The Divine Comedy, Bang Goes The Knighthood
Melodic and observational powers only increasing with age
Neil Hannon, dandified son of a Bishop in Northern Ireland, was always a literate — and, occasionally, pretentious — chap. He named his band — essentially a one-man operation for most of its 20 years in existence — after Dante's 14th-century epic poem. Early songs were titled in honour of works by F. Scott Fitzgerald (Bernice Bobs Her Hair) and Anton Chekhov (Three Sisters). He's recently completed work on a musical adaptation of Arthur Ransome's children's classic Swallows and Amazons.
But as Hannon, now approaching 40, recently admitted: "I listen to the records I made when I was having hits and cringe. They're so 'look at me! I'm clever! I've read lots of books!' And the truth is, I hadn't actually read most of them."

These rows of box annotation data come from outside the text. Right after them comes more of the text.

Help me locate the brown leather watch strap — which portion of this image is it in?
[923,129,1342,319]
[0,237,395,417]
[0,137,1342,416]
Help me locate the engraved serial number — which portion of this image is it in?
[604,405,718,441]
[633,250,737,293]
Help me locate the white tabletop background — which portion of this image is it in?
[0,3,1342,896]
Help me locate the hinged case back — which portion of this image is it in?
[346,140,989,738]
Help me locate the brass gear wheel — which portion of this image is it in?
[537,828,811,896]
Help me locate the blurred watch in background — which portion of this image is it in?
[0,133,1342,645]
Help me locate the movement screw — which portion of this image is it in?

This 10th studio album, coming 11 years after The Divine Comedy's last UK Top 20 hit single, is pleasingly free of affectation, and jammed full of wit and melody. "At The Indie Disco," sparkling with strings and a flight of female backing vocals, is irresistible. The gently baroque "The Complete Banker" is a wry look at the global financial crisis ("Can anyone lend me ten billion quid," Hannon asks over a music-hall piano motif, "So I caused a second Great Depression, what can I say, I guess I got a bit carried away"). The Broadway-friendly "Down In The Street Below" is a beguiling showcase for Hannon's ripe, Scott Walker-meets-Noel Coward vocals.
Hannon's record as one of the Britpop era's whipsmartest and most erudite songwriters won't see him joining the Jaggers and the McCartneys in the ranks of musical "Sirs." But as Bang Goes The Knighthood shows, his melodic and observational powers are only increasing with age. How about a medal, then for his ongoing services to contrarian pop?